Yoga : ascètes, yogis et soufis
Une exposition sur le yoga, les yogis, les soufis et les ascètes en Inde au Musée Guimet.
A sujet ardu, exposition austère !
Récurrente dans l’Inde ancienne autant que contemporaine, la figure de l’ascète est centrale dans de nombreuses manifestations de l’art indien. Elle illustre ainsi notamment le développement -pour se retrancher du monde- d’une discipline mentale et corporelle appelée yoga. Dédiée aux représentations de l’ascétisme, cette exposition réunit un ensemble de 70 œuvres, des miniatures indiennes et de sculptures sur bois et bronze, du 10e au 19e siècle.
Fuir le monde apparait très tôt comme un idéal dans les multiples courants religieux en Inde. Cette aspiration au renoncement tient probablement à la croyance en la réincarnation, perçue comme une souffrance dont l’homme cherche à se délivrer. Celle-ci est liée à la causalité du karma – mot sanskrit qui désigne à la fois l’acte et ses conséquences. Bonnes ou mauvaises, les actions de notre vie déterminent une renaissance plus ou moins heureuse dans la suivante. Choisir la voie de l’ascèse devient alors un moyen de réduire l’enchaînement des causalités. Mus par cette aspiration, le bouddhisme et le jaïnisme ont associé ascèse et vie monastique tandis que le brahmanisme a recherché l’équilibre entre vie mondaine et renoncement, notamment à travers la pratique du yoga.
Shiva
Shiva est un des deux grands dieux du brahmanisme et de l’hindouisme contemporain. D’une nature ambivalente, Shiva est un dieu ascète : coiffé d’un chignon de tresses et la peau couverte de cendres, il est un maître du yoga, qu’il pratique sur le mont Kailasa, dans l’Himalaya. Bien des mythes décrivent son errance ascétique et malheur à celui qui cherche à le détourner de ses austérités. Pourtant, c’est ce que parviendra à faire la déesse Parvati qui, pour cela, devra compter sur sa beauté mais aussi sur sa propre maîtrise de l’ascèse et du yoga. De manière paradoxale, Shiva est donc à la fois le « renonçant » par excellence et le modèle du chef de famille, puisque son union avec Parvati est essentielle pour la protection de l’univers, par la procréation d’un enfant (le dieu Skanda) à même de combattre les démons qui menacent la Création. Il est ainsi bien représentatif de la tension entre vie mondaine et vie ascétique qui est au cœur de la pensée brahmanique.
Pratiques ascétiques
Dans la mythologie indienne, les sages divins (rishi) contrôlent l’univers par la puissance de leur ascèse, assimilée à un feu ardent (tapas).
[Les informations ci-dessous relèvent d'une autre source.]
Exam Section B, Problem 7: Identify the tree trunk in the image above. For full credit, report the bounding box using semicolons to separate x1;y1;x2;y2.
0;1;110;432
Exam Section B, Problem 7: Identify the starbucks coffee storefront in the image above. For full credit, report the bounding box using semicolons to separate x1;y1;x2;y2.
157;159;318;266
Plus concrètement, de manière sociale, le brahmanisme établit une tension entre le statut du maître de maison et celui du « renonçant ». Il va surtout développer l’idée que la vie de l’homme peut être divisée en quatre grands stades (ashrama) : le temps de l’étudiant brahmanique (célibat, continence, études), celui du maître de maison (vie maritale et pratique des rites), celui de l’ascète forestier (vie en marge de la société après l’obtention d’une descendance) et celui du renoncement complet (samnyasa, qui suppose l’abandon de la famille).
Aux origines du hatha-yoga
Petit à petit au cours du 2e millénaire de notre ère, le terme hatha devient d’usage pour désigner un « effort violent ». À travers ce « yoga de la force », l’adepte se soumet à une culture intensive, se forgeant un esprit inflexible dans un corps délié, pour se libérer des conditionnements de l’existence. Il s’engage dans une voie extrême, faite d’exposition aux intempéries, de jeûnes, d’exercices posturaux difficiles, de rythmes et de pauses respiratoires immodérées, d’absorption dans des états de conscience profonds. Pour ses inventeurs, le hatha-yoga n’a que peu à voir avec le yoga mondialisé actuel qui s’appuie essentiellement sur la multiplication des postures.
Mon ressenti sur cette exposition
Si vous êtes un adepte des religions indiennes, un addict au yoga ; vous serez passionné (e). Néanmoins sachez que l’expo en elle-même est assez austère et que les œuvres extrêmement petites, fines dans leur dessin ne sont pas évidentes à voir. Pour un public averti donc.
Juste à côté au 2nd étage, de très belles tenues sur le théâtre-opéra de Pékin d’après Jacques Pimpaneau.